Additional information on this plugin can be found at https://github.com/sbt/sbt-onejar
Upon successful compilation, the one-jar executable is located in target/scala-2.1x/ and can be copied/renamed to any other directory for use:
i.e. cp target/scala-2.1x/estcc_2.1x-0.1-SNAPSHOT-one-jar.jar /my/working/dir/MyEstCC.jar
Given some data set, the channel capacity can be estimated using the following command:
java -jar MyEstCC.jar -d datafile -p paramfile
where the optional 'paramfile' contains calculation parameters modified from their default values and 'datafile' contains the whitespace-delimited columns of data
A full description of the options can be seen in the usage text:
java -jar MyEstCC.jar --help
All channel capacity calculation parameters are present in the
src/main/scala/infcalcs/InfConfig.scala
file with default values
and the sample parameter file. The file params.txt
contains a possible
parameter configuration for input to the executable JAR file. The parameter
file is formatted with two tab-delimited columns, so that the parameter string
is in the first column and the parameter value in one of 5 possible
(parameter-dependent) formats is in the second column. Any other text is discarded.
- 2 or 3 comma-delimited numbers: 'minimum','maximum','increment' where 'maximum' is included and 'increment' is optional, defaulting to 1 (i.e. 0,10,2 produces the list: List(0.0, 2.0, 4.0, 6.0, 8.0, 10.0), and 4,8 produces: List(4.0, 5.0, 6.0, 7.0, 8.0))

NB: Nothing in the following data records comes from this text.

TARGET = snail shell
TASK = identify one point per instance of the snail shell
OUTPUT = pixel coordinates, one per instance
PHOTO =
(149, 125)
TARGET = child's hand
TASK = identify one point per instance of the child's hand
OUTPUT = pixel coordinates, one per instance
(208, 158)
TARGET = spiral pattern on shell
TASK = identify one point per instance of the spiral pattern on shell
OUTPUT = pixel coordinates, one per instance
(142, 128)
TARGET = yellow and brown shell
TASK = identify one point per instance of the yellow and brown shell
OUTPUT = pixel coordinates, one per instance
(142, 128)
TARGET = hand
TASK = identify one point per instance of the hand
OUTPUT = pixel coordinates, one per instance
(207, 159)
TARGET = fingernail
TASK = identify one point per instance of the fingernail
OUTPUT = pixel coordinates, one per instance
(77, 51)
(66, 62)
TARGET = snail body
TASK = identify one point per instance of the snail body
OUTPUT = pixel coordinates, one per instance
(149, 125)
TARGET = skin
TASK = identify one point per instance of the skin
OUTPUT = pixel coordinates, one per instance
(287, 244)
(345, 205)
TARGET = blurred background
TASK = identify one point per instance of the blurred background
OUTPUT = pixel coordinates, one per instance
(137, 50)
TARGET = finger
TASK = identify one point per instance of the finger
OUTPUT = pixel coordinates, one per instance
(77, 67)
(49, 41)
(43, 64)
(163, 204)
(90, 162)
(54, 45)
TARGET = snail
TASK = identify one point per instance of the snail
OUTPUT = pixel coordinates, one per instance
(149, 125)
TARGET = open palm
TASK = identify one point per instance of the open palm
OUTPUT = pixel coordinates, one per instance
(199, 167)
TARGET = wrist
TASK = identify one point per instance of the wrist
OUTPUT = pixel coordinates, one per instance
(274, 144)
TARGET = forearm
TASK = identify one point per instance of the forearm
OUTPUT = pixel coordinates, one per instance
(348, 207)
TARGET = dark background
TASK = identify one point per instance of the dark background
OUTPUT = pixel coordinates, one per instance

- a sequence of space-delimited numbers (i.e. 0 2 4 6 8 10 produces List(0.0, 2.0, 4.0, 6.0, 8.0, 10.0)).
- a single number
- a string with no whitespace characters
Similar to List parameters are SR parameters which employ the same syntax and are used to define signal or response values that are known quantities. If the either signal or response distribution is multi-dimensional, enter the dimension-specific parameter values in the order that they are specified in the column List parameters:
signalVals1 0,10,2
signalVals2 3 4 7
...
signalValsN 1,4
Note that for assigning bin numbers, the presence of values take precedence over bin spacing
This means that if any signalValsN
is specified, the calculation will use signalValues
instead of the tuning the number of signal bins defined with sigBinSpacing
. The number of
parameters must match the number of dimensions specified by the signalColumns
and responseColumns
parameters, otherwise the program will either fail to
execute or produce incorrect results. For example, if there are 4 signal
columns in your data file, you must either specify signalVals[1-4]
or signalBins[1-4]
Note also that certain bin number configurations can result in a calculation failure To avoid calculation artifacts resulting from the subsampling procedure, the program implements a hard constraint on the upper limit of bins. The number of bins in a particular dimension must be less than the number of unique values in that dimension times the smallest fraction in the subsampling procedure. A BinConfigurationException will be thrown if this criterion is not met at the outset of the calculation. This can be avoided by specifying the set of values explicitly using the signalVals* or responseVals* parameters or by setting the sigBinSpacing or respBinSpacing parameters to be lower than the default setting of 4 (except in extreme cases).
The output is recorded in a series of files containing the estimated mutual
information for a particular signal distribution. Each file is identified by
a weight index and a signal bin index, respectively (e.g. out_47_19.dat
).
Contained in each space-delimited file is the number of signal bins, the number of
response bins, the estimated mutual information, its 95% confidence interval
and the estimated mutual information and confidence interval for a series of
randomizations of the data set.
An information file (out_info.dat
) will also be generated, listing the
estimations for a range of values from the parameters producing the estimated
channel capacity. These include:
- Marginal entropy of the signal ("signalEntropy")
- Marginal entropy of the response ("responseEntropy")
- Conditional entropy of the signal given the response ("condSignalEntropy")
- Conditional entropy of the response given the signal ("condResponseEntropy")
- Mutual information ("mutualInformation")
- The ratio of mutual information to marginal entropy of the signal ("transferEfficiency")